Metz, however, would not answer questions about how the list was created. "That I cannot speak upon," he told HuffPost. "That is the state party that put that together."

He had no further comment. The spokesperson for the Pennyslvania Republican Party did not return phone messages. (See UPDATE below:)

But Nicole Berner, a lawyer with the Service Employees International Union -- the group that obtained the list of precincts -- said the only strong statistical correlation among them is race. The list was obtained by an independent community organizer who attended one of the poll watcher-training sessions and was able to jot down information about 59 of the 111 precincts that the group was asking people to sign up for, according to Berner.

Berner and others have requested that the Department of Justice ask the Republican Party for the complete list. "On the basis of the data that we ran, we can't find any other single factor that would tie these precincts together, so how did you get this list?" said Berner.

A spokesperson for True the Vote, which vowed to send a million poll watchers out to hunt down voter fraud, did not respond to an email inquiry.
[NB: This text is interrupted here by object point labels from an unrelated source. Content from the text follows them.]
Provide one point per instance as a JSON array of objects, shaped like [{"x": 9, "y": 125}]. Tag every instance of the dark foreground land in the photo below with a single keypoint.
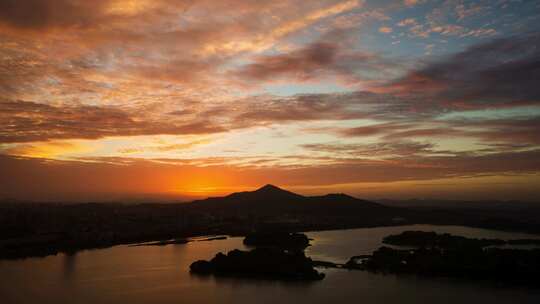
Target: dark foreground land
[
  {"x": 29, "y": 230},
  {"x": 278, "y": 256},
  {"x": 266, "y": 263},
  {"x": 454, "y": 256}
]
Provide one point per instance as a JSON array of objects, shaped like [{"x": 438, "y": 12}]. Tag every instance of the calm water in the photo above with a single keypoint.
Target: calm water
[{"x": 155, "y": 274}]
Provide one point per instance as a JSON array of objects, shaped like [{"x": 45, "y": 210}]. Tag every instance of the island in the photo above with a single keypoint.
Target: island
[
  {"x": 267, "y": 263},
  {"x": 453, "y": 256},
  {"x": 291, "y": 241}
]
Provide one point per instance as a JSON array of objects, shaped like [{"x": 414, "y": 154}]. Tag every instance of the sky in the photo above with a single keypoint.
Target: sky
[{"x": 125, "y": 99}]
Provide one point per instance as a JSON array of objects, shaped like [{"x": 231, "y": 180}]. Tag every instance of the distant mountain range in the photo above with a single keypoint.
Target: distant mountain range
[{"x": 272, "y": 200}]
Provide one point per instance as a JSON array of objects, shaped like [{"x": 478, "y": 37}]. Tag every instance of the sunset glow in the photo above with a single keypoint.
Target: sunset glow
[{"x": 177, "y": 99}]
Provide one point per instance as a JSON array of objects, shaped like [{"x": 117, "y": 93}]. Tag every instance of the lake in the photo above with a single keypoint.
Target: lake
[{"x": 160, "y": 274}]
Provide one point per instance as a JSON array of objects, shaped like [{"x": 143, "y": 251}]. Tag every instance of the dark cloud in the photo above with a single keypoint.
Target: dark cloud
[
  {"x": 23, "y": 121},
  {"x": 380, "y": 149},
  {"x": 329, "y": 56},
  {"x": 301, "y": 64},
  {"x": 35, "y": 14},
  {"x": 498, "y": 72}
]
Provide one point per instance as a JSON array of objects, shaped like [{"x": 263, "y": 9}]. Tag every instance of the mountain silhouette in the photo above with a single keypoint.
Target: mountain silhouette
[{"x": 272, "y": 200}]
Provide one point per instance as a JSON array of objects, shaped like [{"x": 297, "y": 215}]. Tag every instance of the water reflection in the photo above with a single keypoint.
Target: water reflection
[
  {"x": 69, "y": 261},
  {"x": 160, "y": 274}
]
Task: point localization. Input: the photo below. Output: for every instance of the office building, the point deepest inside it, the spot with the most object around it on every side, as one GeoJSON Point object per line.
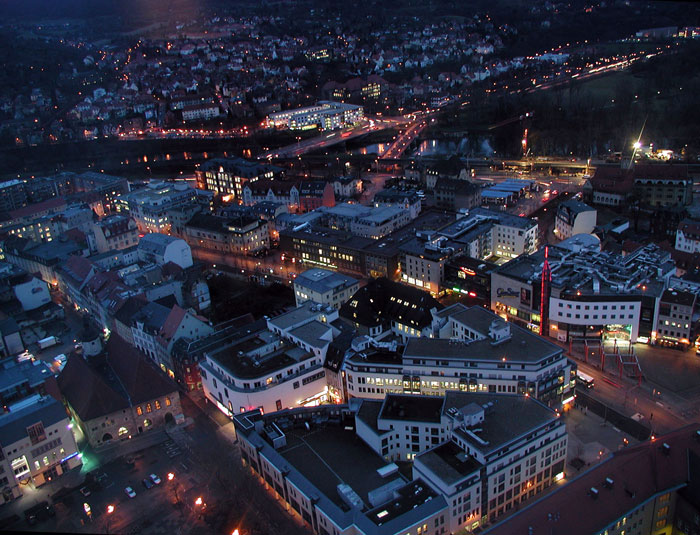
{"type": "Point", "coordinates": [574, 217]}
{"type": "Point", "coordinates": [276, 363]}
{"type": "Point", "coordinates": [326, 115]}
{"type": "Point", "coordinates": [227, 176]}
{"type": "Point", "coordinates": [646, 489]}
{"type": "Point", "coordinates": [37, 445]}
{"type": "Point", "coordinates": [324, 287]}
{"type": "Point", "coordinates": [592, 294]}
{"type": "Point", "coordinates": [465, 349]}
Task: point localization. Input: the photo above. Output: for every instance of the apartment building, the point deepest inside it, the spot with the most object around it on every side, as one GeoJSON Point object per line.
{"type": "Point", "coordinates": [227, 176]}
{"type": "Point", "coordinates": [277, 363]}
{"type": "Point", "coordinates": [324, 287]}
{"type": "Point", "coordinates": [646, 489]}
{"type": "Point", "coordinates": [36, 445]}
{"type": "Point", "coordinates": [465, 349]}
{"type": "Point", "coordinates": [149, 207]}
{"type": "Point", "coordinates": [484, 453]}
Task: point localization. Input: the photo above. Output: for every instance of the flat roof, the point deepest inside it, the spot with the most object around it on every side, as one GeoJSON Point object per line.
{"type": "Point", "coordinates": [330, 456]}
{"type": "Point", "coordinates": [506, 417]}
{"type": "Point", "coordinates": [323, 280]}
{"type": "Point", "coordinates": [522, 346]}
{"type": "Point", "coordinates": [412, 408]}
{"type": "Point", "coordinates": [449, 462]}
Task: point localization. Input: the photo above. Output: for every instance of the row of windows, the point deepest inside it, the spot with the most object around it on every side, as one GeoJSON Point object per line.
{"type": "Point", "coordinates": [149, 407]}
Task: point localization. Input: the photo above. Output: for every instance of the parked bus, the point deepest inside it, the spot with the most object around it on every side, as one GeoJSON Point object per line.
{"type": "Point", "coordinates": [584, 379]}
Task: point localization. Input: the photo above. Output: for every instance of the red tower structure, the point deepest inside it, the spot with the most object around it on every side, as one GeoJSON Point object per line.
{"type": "Point", "coordinates": [544, 294]}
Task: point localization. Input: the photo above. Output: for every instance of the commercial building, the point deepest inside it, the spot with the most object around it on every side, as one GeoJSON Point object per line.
{"type": "Point", "coordinates": [459, 480]}
{"type": "Point", "coordinates": [574, 217]}
{"type": "Point", "coordinates": [467, 349]}
{"type": "Point", "coordinates": [161, 249]}
{"type": "Point", "coordinates": [382, 307]}
{"type": "Point", "coordinates": [675, 320]}
{"type": "Point", "coordinates": [227, 176]}
{"type": "Point", "coordinates": [244, 234]}
{"type": "Point", "coordinates": [115, 393]}
{"type": "Point", "coordinates": [36, 445]}
{"type": "Point", "coordinates": [479, 233]}
{"type": "Point", "coordinates": [277, 363]}
{"type": "Point", "coordinates": [646, 489]}
{"type": "Point", "coordinates": [688, 236]}
{"type": "Point", "coordinates": [486, 454]}
{"type": "Point", "coordinates": [150, 206]}
{"type": "Point", "coordinates": [365, 221]}
{"type": "Point", "coordinates": [655, 185]}
{"type": "Point", "coordinates": [454, 194]}
{"type": "Point", "coordinates": [326, 115]}
{"type": "Point", "coordinates": [408, 200]}
{"type": "Point", "coordinates": [324, 287]}
{"type": "Point", "coordinates": [592, 294]}
{"type": "Point", "coordinates": [114, 233]}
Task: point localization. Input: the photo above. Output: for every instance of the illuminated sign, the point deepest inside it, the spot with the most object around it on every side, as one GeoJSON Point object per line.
{"type": "Point", "coordinates": [507, 292]}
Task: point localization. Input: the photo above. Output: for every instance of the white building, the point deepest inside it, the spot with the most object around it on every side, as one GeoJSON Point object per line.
{"type": "Point", "coordinates": [324, 287]}
{"type": "Point", "coordinates": [37, 444]}
{"type": "Point", "coordinates": [593, 294]}
{"type": "Point", "coordinates": [484, 453]}
{"type": "Point", "coordinates": [114, 233]}
{"type": "Point", "coordinates": [688, 236]}
{"type": "Point", "coordinates": [326, 115]}
{"type": "Point", "coordinates": [150, 206]}
{"type": "Point", "coordinates": [408, 200]}
{"type": "Point", "coordinates": [277, 364]}
{"type": "Point", "coordinates": [338, 484]}
{"type": "Point", "coordinates": [479, 233]}
{"type": "Point", "coordinates": [161, 249]}
{"type": "Point", "coordinates": [574, 217]}
{"type": "Point", "coordinates": [470, 350]}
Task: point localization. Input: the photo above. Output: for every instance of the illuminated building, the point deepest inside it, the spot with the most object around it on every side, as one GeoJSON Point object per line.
{"type": "Point", "coordinates": [593, 294]}
{"type": "Point", "coordinates": [466, 349]}
{"type": "Point", "coordinates": [475, 456]}
{"type": "Point", "coordinates": [276, 363]}
{"type": "Point", "coordinates": [326, 115]}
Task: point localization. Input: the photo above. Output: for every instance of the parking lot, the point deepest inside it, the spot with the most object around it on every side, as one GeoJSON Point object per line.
{"type": "Point", "coordinates": [101, 504]}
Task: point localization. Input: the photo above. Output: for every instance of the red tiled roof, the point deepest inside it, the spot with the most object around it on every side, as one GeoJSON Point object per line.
{"type": "Point", "coordinates": [134, 380]}
{"type": "Point", "coordinates": [638, 473]}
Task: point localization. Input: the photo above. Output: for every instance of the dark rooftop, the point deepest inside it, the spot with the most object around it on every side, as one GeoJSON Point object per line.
{"type": "Point", "coordinates": [449, 462]}
{"type": "Point", "coordinates": [412, 408]}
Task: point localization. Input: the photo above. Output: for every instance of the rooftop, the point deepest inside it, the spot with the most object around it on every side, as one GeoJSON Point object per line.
{"type": "Point", "coordinates": [449, 462]}
{"type": "Point", "coordinates": [506, 417]}
{"type": "Point", "coordinates": [636, 473]}
{"type": "Point", "coordinates": [13, 425]}
{"type": "Point", "coordinates": [323, 280]}
{"type": "Point", "coordinates": [412, 408]}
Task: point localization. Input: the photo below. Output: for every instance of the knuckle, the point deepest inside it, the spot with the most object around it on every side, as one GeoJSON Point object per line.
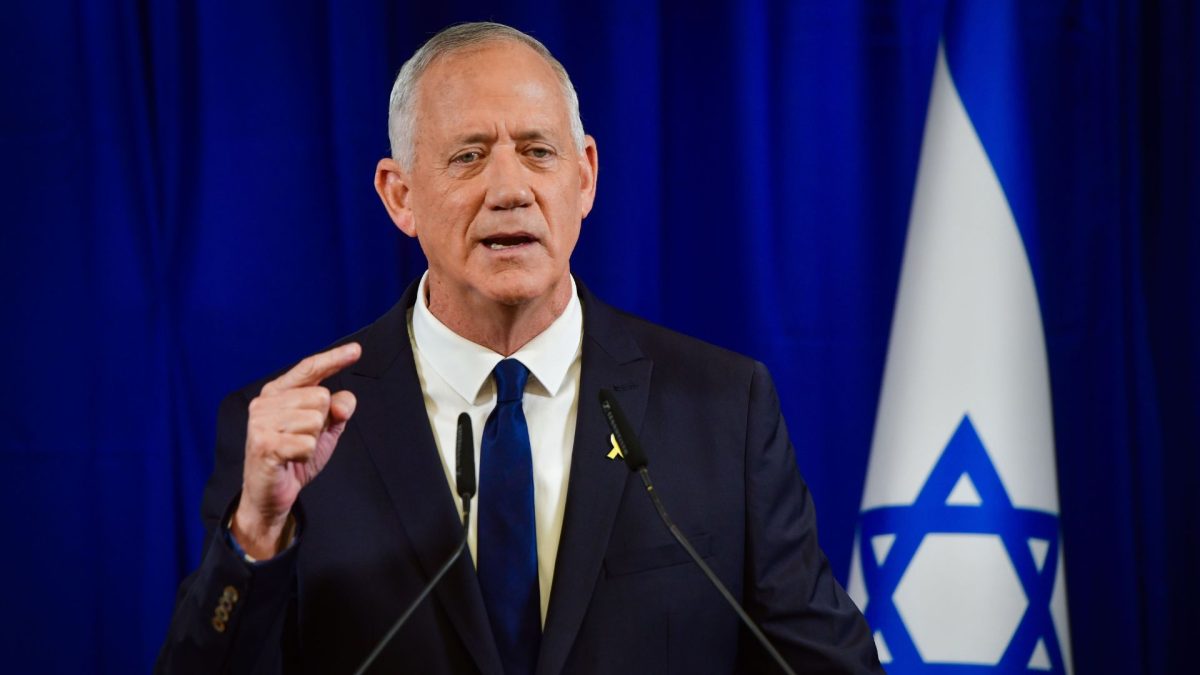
{"type": "Point", "coordinates": [323, 396]}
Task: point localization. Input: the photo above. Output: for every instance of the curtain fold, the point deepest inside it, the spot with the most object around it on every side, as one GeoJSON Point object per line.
{"type": "Point", "coordinates": [189, 205]}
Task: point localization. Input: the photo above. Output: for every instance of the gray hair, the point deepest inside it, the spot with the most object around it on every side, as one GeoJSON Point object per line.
{"type": "Point", "coordinates": [402, 105]}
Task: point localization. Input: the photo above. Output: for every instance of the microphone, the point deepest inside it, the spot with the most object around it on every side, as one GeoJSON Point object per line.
{"type": "Point", "coordinates": [635, 458]}
{"type": "Point", "coordinates": [465, 482]}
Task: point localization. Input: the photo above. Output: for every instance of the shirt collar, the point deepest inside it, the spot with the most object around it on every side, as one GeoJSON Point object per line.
{"type": "Point", "coordinates": [466, 366]}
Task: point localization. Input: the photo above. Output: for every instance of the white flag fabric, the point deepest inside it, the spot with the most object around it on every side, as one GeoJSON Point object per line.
{"type": "Point", "coordinates": [959, 561]}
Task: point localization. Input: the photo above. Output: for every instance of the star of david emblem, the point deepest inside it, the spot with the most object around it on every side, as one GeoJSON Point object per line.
{"type": "Point", "coordinates": [960, 580]}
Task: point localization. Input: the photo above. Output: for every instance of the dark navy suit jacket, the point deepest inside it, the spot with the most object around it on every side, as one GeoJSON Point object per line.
{"type": "Point", "coordinates": [379, 520]}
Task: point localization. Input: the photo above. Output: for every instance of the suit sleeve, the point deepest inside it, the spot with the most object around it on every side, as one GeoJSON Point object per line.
{"type": "Point", "coordinates": [790, 589]}
{"type": "Point", "coordinates": [231, 616]}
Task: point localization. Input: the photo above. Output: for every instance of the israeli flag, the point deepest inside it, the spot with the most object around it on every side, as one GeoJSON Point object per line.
{"type": "Point", "coordinates": [959, 562]}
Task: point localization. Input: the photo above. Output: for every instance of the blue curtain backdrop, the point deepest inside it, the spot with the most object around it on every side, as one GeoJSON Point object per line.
{"type": "Point", "coordinates": [186, 203]}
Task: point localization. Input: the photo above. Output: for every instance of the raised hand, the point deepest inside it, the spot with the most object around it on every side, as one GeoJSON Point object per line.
{"type": "Point", "coordinates": [293, 428]}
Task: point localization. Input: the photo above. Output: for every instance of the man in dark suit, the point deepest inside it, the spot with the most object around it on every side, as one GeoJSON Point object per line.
{"type": "Point", "coordinates": [331, 501]}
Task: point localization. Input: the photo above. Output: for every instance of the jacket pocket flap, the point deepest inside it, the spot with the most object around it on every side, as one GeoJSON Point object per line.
{"type": "Point", "coordinates": [653, 557]}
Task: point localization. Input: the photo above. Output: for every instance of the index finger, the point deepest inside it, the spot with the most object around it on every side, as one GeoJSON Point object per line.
{"type": "Point", "coordinates": [316, 368]}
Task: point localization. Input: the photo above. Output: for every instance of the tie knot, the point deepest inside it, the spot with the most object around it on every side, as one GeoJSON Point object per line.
{"type": "Point", "coordinates": [510, 377]}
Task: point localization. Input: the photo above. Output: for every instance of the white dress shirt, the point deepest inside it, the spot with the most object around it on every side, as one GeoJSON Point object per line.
{"type": "Point", "coordinates": [456, 377]}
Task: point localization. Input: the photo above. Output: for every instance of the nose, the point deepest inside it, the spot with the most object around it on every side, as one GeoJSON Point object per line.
{"type": "Point", "coordinates": [508, 185]}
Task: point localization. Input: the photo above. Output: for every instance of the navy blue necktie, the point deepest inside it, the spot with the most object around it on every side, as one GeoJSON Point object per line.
{"type": "Point", "coordinates": [508, 541]}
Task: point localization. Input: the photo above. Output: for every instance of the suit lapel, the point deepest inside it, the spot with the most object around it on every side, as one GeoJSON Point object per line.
{"type": "Point", "coordinates": [611, 360]}
{"type": "Point", "coordinates": [396, 431]}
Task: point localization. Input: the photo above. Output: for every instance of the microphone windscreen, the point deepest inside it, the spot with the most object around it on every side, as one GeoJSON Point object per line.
{"type": "Point", "coordinates": [628, 442]}
{"type": "Point", "coordinates": [465, 457]}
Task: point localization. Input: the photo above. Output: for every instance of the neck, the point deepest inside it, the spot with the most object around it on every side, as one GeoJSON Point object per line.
{"type": "Point", "coordinates": [501, 327]}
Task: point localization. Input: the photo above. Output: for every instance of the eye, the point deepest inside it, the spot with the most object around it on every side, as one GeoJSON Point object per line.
{"type": "Point", "coordinates": [467, 157]}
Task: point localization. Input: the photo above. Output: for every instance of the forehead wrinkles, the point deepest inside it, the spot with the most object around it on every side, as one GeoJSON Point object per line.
{"type": "Point", "coordinates": [490, 85]}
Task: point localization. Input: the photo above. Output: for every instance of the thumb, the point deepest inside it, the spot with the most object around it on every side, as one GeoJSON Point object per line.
{"type": "Point", "coordinates": [341, 407]}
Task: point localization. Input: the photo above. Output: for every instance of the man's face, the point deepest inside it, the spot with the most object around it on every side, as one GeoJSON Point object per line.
{"type": "Point", "coordinates": [497, 189]}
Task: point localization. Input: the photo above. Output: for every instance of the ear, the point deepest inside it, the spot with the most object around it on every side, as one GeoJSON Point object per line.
{"type": "Point", "coordinates": [589, 168]}
{"type": "Point", "coordinates": [391, 184]}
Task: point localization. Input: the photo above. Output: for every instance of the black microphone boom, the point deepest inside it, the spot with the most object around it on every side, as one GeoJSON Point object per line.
{"type": "Point", "coordinates": [465, 479]}
{"type": "Point", "coordinates": [635, 458]}
{"type": "Point", "coordinates": [465, 460]}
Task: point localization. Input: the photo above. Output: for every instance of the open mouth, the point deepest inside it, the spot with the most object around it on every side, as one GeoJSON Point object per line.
{"type": "Point", "coordinates": [507, 242]}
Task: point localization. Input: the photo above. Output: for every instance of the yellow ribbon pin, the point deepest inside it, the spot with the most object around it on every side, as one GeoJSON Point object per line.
{"type": "Point", "coordinates": [616, 449]}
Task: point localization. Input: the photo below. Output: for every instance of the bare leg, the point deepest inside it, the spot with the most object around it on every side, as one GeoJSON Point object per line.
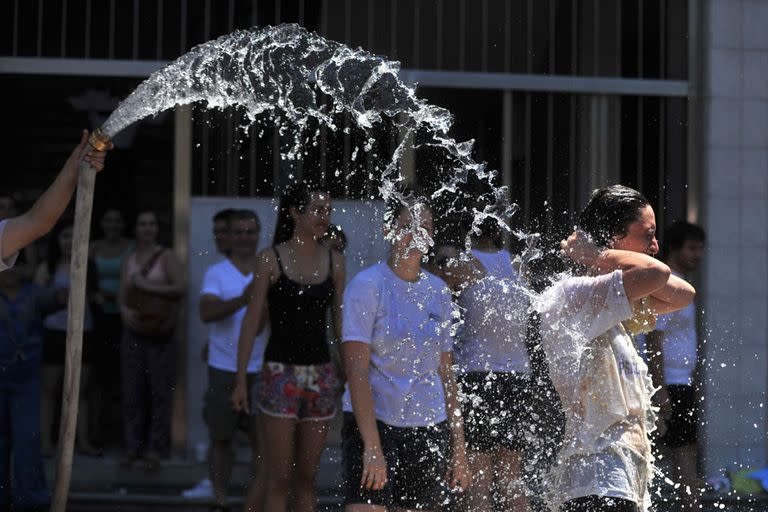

Its founder, Catherine Engelbrecht, told The New York Times that she suddenly became concerned with voter fraud after President Barack Obama's election in 2008. "I don’t know, something clicked,” she told the Times.

Marshall pointed out that none of the groups has provided evidence of in-person voter fraud anywhere -- and groups have not provided evidence "to back up exactly why they should send all their poll watchers to African-American neighborhoods." Lacking that evidence, he said, "we have concerns as to why they're sending them to those locations.

"I'm not going to describe motivation," he said. "I think the targeting of where they're sending people speaks volumes."

Marshall said that anyone witnessing any kind of voter intimidation on Election Day should call the voter protection hotline at (866) OUR-VOTE, or 866ourvote.org. "Then we'll try to work through the laws and procedures in that county to get those people to either stop or be removed."

UPDATE: 9:08 p.m. -- Valerie Caras, spokeswoman for the Pennsylvania Republican Party, responded to HuffPost's query by email: "“These claims are ridiculous. The Republican Party of Pennsylvania is working to cover as many polls as we possibly can throughout the state, and all of our poll watchers will be credentialed and be there legally. To claim anything else is simply not true. We support free and fair elections rooted in the principle that every American has the right to cast their ballot on Election Day."